Las Vegas is, well, Vegas. It’s the place where people let their hair down, leave their mundane lives at the airport terminal (& many times their dignity, but I’m not judging) and go bonkers. The moment you land in Vegas you just feel alive. How you feel when you leave is another story, but leading up to your departure is fun filled excitement (at least for me it was). From the day parties, to the sick nightclubs, to the endless gambling, it’s just non-stop party fun.
But what else does Vegas have to offer other than the Strip? A lot, actually. I bet most people have absolutely no clue. Well I’ll give you a mini guide of places I think are worth checking out if you can escape the party hardy fun.

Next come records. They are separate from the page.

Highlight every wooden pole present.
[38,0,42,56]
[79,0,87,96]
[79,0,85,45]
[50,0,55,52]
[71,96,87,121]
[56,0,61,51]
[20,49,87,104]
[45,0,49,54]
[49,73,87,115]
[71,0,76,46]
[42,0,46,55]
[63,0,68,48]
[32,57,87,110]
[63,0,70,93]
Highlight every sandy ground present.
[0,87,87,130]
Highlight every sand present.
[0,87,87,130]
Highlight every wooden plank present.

K well the obvious one is The Hoover Dam. It’s a stunning showing of what humans are capable of. I did the power plant tour which is the shorter tour. It basically takes you down to see the turbines, watched a small film presentation, and there’s a nice exhibit. Wasn’t too long, got the information I wanted to know, and really enjoyed myself – minus the heat.
Friendly Warning: Do NOT touch the railings outside when it’s over 100 degrees. 😊
Next place I’d suggest for you retro-ers out there is the Pinball Hall of Fame. It is the world’s largest pinball collection. Aesthetically, could be nicer but hey you’re not there for the aesthetics. It’s 10,000 square feet of endless pinball. The machines have been restored and are in amazing condition. From antiques to modern day machines, pop your quarters in and enjoy a past time fave.

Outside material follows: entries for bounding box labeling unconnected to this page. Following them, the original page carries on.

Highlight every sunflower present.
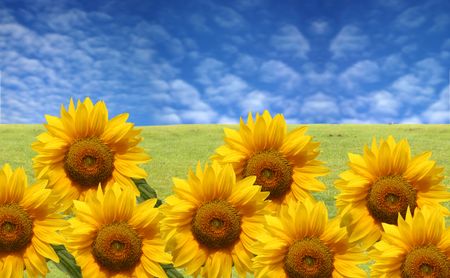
[369,206,450,278]
[32,98,150,200]
[64,184,172,277]
[335,136,450,248]
[162,163,269,278]
[0,164,68,277]
[211,110,328,210]
[253,199,367,278]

OK OK, I think we can all agree that we love the Titanic movie. “Jack, Jack, come back.” I remember when I was younger it was split on 2 VCR tapes because it was too long to fit onto one. Ahh memories. So yah, there’s a really cool Titanic Artifact Exhibition in the Luxor Hotel. I’ll warn you it is pricey, but come on, you’re already in Vegas which means you’re already prepared to go balls to the wall. Your tickets are boarding passes with the name of an actual passenger on it and then you find out at the end if they’ve lived or died. Kind of eerie-ish but interesting idea. It’s amazing how many artifacts there are, there’s even a big piece of the actual Titanic ship! Only stinker is that you can’t take any pictures. :/
For my history buffs out there, the National Atomic Testing Museum (NATM) should be rather compelling. This museum offers an insight into what it was like during the Cold War. It’s an interesting museum with TONS of information about development of atomic bombs, above ground and below ground testing, impact on local and remote communities as well as workers at the sites. There’s a cool simulation of an above-ground test. It’s a great museum and a lot to take in but you really get a sense and understanding of what it was like during those times. There’s also a serious reality aspect to this museum concerning the catastrophic devastation and power an atomic bomb can cause. I recommend spending several hours here.

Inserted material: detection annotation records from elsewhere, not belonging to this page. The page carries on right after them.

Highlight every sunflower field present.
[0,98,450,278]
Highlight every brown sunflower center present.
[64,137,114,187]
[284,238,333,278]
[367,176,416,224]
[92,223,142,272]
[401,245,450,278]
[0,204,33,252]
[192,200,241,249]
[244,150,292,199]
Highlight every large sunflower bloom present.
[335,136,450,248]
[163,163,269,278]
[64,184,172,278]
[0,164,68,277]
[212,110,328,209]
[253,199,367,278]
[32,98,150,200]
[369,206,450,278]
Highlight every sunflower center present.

Ok I literally LOVE anything mob related. Not the brutal killings of course, I don’t know why but I just love the stories (don’t judge me). So I was super excited to learn about the Mob Museum, officially the National Museum of Organized Crime and Law Enforcement. It takes you through the history and impact the mob scene had in Vegas as well as the rest of America. Not recommended for children as there are graphic pictures.
Another spot for my fellow nerds out there is the Nevada State Museum and Historical Society where you can learn about the history, natural history and pre-historic history of Las Vegas. I personally always visit state museums & historical societies at pretty much every state that I travel to.
And last but not least there is the Neon Museum. This place is COOL. They are an organization dedicated to collecting, preserving, studying and exhibiting iconic Las Vegas signs for historic, arts, & cultural enrichment. It contains an excellent collection of old casino signs dating back to the 1940’s. The main exhibit is called the Neon Boneyard and the visitors center is housed in the historic La Concha Motel lobby. You can only visit the museum through an hour long guided tour. Not all 200+ signs are lit up because well, that would cost a ton of money to keep all of them lit so there’s a very limited amount that have been restored and light up. Unfortunately, I wasn’t able to do the night tour but it is highly recommended.
TIP: Purchase tickets in advance!! This is a popular attraction & can only be seen by timed tours so be sure to plan ahead.